Gaining market share
While the breakup between Uralkali and Belaruskali definitely did catch the media’s worldwide attention, Uralkali’s move towards a volume-over-price strategy in order to gain market share (more like taking back market share) was the more important story. But why did Uralkali make these moves?
Price-over-volume didn’t work
In Uralkali’s last earnings call, the company gave us the answer: revenue maximization. As the industry leader, the company said it will “grasp market opportunities to maximize revenue through either price or volume or both.” In the past, Uralkali had mostly focused on a price-over-volume strategy. Naturally, this is favorable for the industry’s overall profits, since it gives producers bargaining power over buyers.
Losing market share
But throughout the last few quarters, North American producers—like Potash Corp. (POT), Agrium Inc. (AGU), and Mosaic Co. (MOS)—had gained market share by offering lower prices. In Brazil, Canpotex (the international marketing arm of POT, AGU, and MOS) market share increased by 8%, to 38% year-over-year in the first half of 2013. In Malaysia and Indonesia, Canpotex’s market share was also up 12% and 8% year-over-year, respectively—again through low prices. And in India, market share rose to 26% in 2013, compared to the historical market share of 23.5%.
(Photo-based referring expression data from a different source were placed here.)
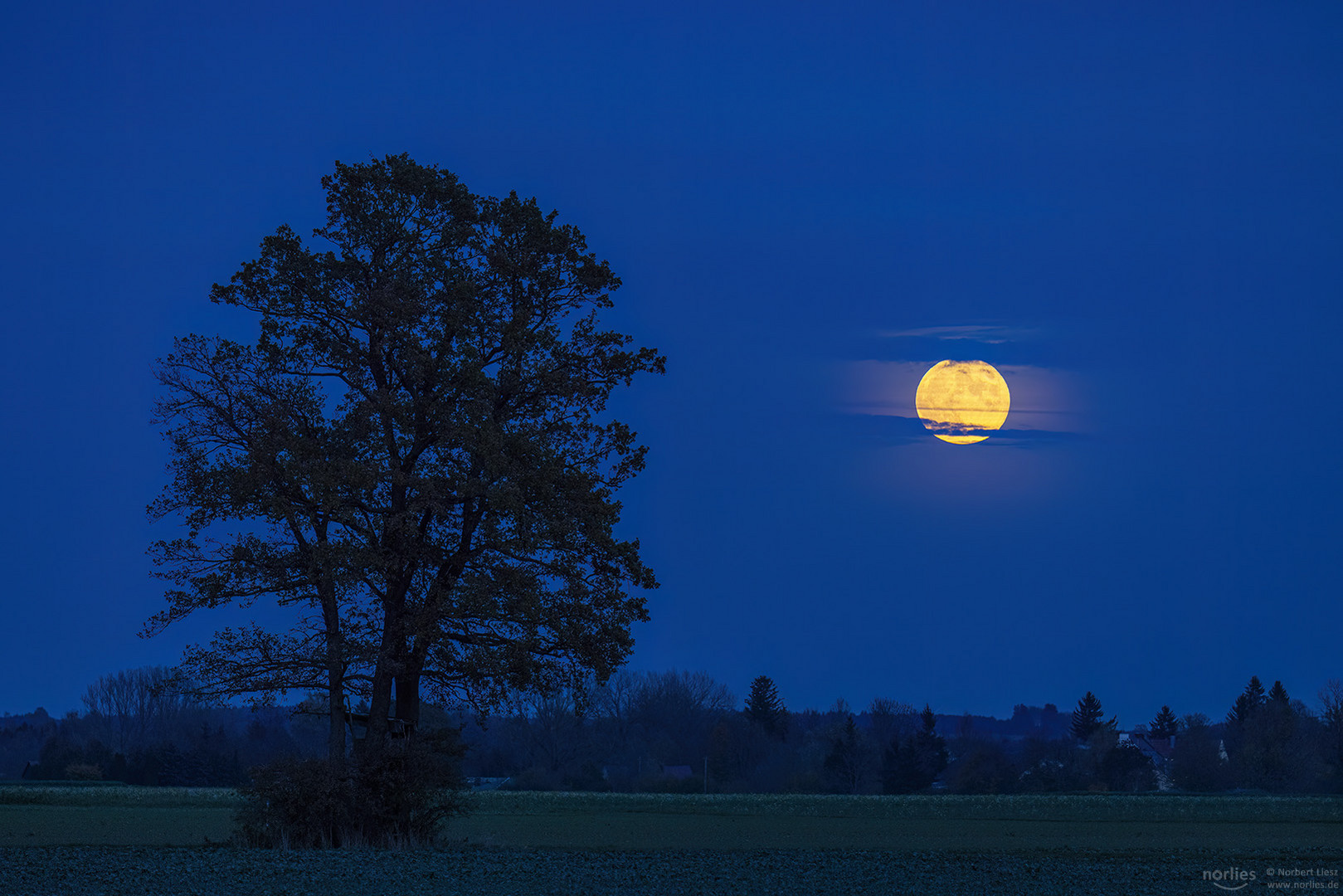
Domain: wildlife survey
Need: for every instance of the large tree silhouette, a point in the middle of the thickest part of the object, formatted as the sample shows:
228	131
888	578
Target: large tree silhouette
411	455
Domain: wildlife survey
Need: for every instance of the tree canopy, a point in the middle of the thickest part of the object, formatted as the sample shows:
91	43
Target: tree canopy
411	455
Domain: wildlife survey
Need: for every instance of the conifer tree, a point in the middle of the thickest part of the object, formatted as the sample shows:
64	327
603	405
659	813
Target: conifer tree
1165	724
1087	718
766	709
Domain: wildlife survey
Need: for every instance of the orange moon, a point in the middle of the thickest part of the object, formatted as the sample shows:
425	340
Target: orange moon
961	401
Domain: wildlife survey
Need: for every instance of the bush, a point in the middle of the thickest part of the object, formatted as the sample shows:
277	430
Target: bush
397	800
84	772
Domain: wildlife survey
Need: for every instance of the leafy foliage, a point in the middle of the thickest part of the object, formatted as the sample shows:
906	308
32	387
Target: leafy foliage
397	798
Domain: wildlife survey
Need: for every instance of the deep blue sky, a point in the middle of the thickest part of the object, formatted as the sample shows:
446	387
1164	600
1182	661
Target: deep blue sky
1141	207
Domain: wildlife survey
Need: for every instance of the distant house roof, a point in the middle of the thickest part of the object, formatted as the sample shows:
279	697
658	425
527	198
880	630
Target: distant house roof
1154	747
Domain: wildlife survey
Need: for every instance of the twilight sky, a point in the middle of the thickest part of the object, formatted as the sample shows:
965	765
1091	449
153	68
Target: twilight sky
1134	214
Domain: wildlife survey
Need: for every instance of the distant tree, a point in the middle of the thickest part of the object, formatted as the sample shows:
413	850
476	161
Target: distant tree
765	707
1127	770
983	768
1165	724
911	765
846	763
1087	718
1197	761
1022	722
1247	704
134	707
1331	722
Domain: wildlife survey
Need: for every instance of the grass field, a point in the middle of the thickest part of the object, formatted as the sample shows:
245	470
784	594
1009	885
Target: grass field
129	840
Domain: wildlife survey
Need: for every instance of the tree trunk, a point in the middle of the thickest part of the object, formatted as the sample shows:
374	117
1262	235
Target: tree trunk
336	703
407	696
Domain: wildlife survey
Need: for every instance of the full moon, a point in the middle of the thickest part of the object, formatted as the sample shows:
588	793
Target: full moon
961	399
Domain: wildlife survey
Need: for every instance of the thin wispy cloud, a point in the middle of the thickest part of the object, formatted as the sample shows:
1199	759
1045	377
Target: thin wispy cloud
987	334
1044	401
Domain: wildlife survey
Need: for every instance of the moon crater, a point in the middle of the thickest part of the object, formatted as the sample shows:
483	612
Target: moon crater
962	401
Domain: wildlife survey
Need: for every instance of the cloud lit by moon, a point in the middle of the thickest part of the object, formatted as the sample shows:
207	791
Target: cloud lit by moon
961	402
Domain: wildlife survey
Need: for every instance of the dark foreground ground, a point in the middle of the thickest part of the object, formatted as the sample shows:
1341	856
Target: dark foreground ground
147	841
494	871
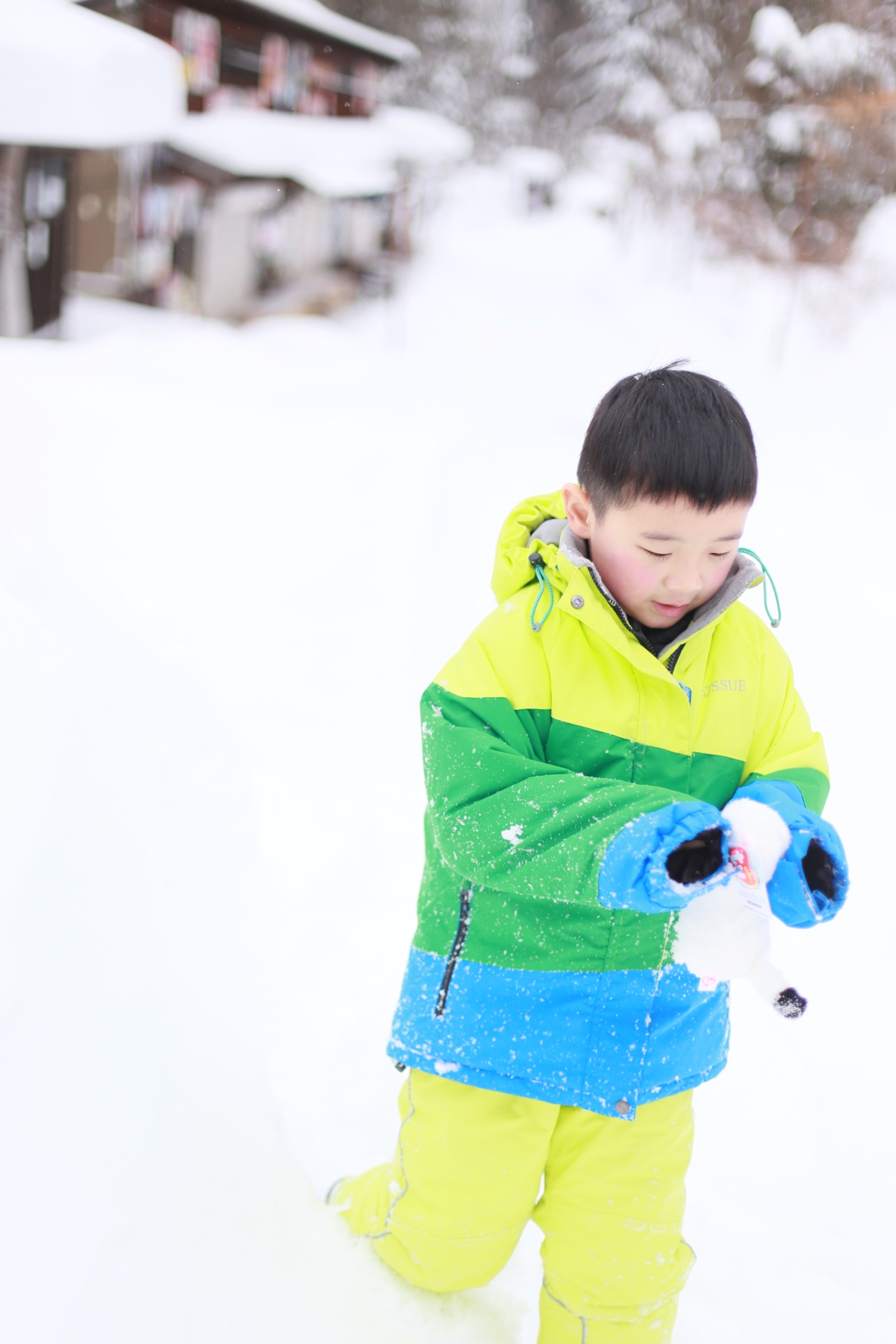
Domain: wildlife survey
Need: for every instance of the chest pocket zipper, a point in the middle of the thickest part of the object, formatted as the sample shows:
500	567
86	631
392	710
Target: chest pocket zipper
460	939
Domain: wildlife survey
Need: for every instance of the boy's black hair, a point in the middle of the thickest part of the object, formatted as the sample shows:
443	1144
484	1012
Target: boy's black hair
664	435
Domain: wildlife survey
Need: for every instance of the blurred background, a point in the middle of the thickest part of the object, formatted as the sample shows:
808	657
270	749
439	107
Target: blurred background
298	302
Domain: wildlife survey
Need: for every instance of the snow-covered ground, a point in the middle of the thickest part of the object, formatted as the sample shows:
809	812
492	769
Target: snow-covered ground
232	559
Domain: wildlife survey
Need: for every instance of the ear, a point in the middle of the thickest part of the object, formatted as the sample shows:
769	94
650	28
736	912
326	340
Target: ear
578	510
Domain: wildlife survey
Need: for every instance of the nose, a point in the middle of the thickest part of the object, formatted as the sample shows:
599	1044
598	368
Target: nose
684	585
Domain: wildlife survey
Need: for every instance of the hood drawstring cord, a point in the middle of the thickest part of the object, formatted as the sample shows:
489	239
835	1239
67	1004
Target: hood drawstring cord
536	561
766	580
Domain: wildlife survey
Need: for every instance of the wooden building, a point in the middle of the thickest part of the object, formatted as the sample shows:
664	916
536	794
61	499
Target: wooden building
69	81
292	55
232	214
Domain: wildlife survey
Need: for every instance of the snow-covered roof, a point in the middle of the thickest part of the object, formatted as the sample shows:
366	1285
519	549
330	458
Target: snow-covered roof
77	80
424	137
332	156
316	17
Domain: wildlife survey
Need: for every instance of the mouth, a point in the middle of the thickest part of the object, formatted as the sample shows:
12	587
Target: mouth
669	609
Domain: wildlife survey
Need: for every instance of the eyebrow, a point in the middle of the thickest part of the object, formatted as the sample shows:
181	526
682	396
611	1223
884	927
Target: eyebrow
669	537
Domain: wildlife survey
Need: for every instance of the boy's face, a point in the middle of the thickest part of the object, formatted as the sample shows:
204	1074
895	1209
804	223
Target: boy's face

The competitive environment
Other major producers—like K+S (Germany) and ICL (Israel)—were also very aggressive in terms of pricing in Brazil and Europe, according to Uralkali. Belaruskali’s sale during the first half of 2013 outside of BPC also reflected a changing competitive environment.
As a result of these aggressive prices, FSU (former Soviet Union) producers’ market share fell from 41% in the first half of 2012 to 34% in the first half of 2013. Uralkali’s share of the global market fell from 22% to 17%, while Belaruskali’s share fell by a lesser amount, from 19% to 17%.
A prolonged decline in potash prices also made the price-over-volume strategy difficult to implement, the company said.